The European Central Bank has confirmed that it will begin allowing blockchain-based transactions to settle in central bank money in 2026, as political attention increasingly shifts to the unresolved privacy questions surrounding the proposed digital euro.
In a statement released Friday, ECB executive board member Piero Cipollone said the institution is preparing to make distributed ledger technology settlements possible within its existing monetary infrastructure next year.
At the same time, he said the ECB is continuing technical work on the digital euro, a central bank digital currency that would function as a digital form of cash across the euro area.
The move marks a concrete step toward integrating blockchain-based systems into Europe’s financial plumbing.
Under the plan, transactions executed on DLT platforms would be able to settle directly in central bank money rather than relying on private intermediaries.
The ECB has argued that this is necessary to prevent fragmentation in tokenized markets and to ensure that new digital asset ecosystems continue to rely on a risk-free public settlement asset.
Cipollone said the digital euro infrastructure would also be designed to interact with other central bank digital currencies, allowing institutions to use it for cross-border payments.
He added that safeguards such as holding limits and the absence of interest payments would be built in to prevent large-scale shifts of deposits away from commercial banks, preserving their role in credit creation and monetary transmission.
The ECB’s technical preparations are largely complete, following a two-year preparation phase that ended in October 2025.
Source: ECB
The project has now moved into a readiness phase, with the central bank selecting potential system providers and testing settlement mechanisms.
However, officials have stressed that the ECB cannot proceed without a legal framework approved by EU lawmakers.

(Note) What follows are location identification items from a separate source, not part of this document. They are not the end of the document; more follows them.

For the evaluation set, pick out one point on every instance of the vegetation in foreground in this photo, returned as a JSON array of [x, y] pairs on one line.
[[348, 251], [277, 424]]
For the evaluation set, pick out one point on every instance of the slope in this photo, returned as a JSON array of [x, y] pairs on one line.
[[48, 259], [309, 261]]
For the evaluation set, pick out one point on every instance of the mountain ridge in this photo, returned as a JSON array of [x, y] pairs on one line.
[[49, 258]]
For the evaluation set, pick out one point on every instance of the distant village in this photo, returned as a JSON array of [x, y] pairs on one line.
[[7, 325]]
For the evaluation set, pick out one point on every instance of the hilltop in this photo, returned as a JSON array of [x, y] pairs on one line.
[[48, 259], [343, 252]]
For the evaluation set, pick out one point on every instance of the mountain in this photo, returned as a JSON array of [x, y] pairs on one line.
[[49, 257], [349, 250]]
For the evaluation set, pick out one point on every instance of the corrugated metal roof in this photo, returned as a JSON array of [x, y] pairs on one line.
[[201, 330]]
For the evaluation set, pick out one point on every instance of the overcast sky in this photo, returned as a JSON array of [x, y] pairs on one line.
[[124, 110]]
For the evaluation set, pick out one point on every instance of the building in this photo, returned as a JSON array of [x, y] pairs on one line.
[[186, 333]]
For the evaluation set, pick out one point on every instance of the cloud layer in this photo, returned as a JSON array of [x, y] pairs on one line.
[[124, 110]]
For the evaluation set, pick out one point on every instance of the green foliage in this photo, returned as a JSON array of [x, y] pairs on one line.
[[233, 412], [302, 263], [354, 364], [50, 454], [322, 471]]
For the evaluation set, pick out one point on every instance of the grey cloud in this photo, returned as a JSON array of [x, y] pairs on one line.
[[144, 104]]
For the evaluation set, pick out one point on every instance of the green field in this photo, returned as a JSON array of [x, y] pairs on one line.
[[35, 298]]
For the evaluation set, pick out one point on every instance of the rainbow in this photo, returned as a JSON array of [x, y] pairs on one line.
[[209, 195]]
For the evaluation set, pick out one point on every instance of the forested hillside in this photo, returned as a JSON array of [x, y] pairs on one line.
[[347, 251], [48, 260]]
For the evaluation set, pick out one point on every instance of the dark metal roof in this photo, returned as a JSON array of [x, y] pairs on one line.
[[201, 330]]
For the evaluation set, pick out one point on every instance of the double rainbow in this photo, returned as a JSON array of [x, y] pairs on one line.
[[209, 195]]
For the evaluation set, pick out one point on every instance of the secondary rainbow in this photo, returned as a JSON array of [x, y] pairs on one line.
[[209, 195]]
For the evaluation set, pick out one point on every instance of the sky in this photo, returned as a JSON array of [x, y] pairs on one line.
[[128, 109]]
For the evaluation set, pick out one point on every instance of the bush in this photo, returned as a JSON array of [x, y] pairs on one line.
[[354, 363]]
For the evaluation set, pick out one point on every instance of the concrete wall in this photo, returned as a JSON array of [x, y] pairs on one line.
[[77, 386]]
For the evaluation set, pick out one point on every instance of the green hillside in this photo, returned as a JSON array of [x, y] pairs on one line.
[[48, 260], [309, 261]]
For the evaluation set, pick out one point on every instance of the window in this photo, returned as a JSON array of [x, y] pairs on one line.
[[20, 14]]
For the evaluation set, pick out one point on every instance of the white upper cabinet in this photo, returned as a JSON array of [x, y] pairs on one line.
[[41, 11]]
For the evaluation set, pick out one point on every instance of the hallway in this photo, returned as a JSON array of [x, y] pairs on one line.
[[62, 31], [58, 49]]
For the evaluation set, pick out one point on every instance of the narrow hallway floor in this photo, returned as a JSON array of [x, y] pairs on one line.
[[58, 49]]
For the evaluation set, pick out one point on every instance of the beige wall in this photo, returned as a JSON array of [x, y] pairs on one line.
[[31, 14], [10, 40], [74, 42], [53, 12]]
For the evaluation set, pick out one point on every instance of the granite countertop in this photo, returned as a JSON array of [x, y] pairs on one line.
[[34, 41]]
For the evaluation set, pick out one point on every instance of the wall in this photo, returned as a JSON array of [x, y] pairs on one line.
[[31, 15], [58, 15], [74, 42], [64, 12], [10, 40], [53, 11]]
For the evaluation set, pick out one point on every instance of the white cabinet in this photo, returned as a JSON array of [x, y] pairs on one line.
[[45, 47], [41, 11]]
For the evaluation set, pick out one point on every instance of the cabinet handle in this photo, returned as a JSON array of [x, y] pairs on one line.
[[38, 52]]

ECB President Christine Lagarde stated this week that the central bank’s design work is finished and that responsibility now lies with political institutions.
If the legislation is adopted in 2026, pilot transactions using the digital euro could begin in mid-2027, with the ECB aiming to be ready for a first issuance in 2029.
As the timeline becomes clearer, the debate over privacy has intensified.
The ECB has consistently said it does not support a programmable digital euro that would restrict how users can spend their money.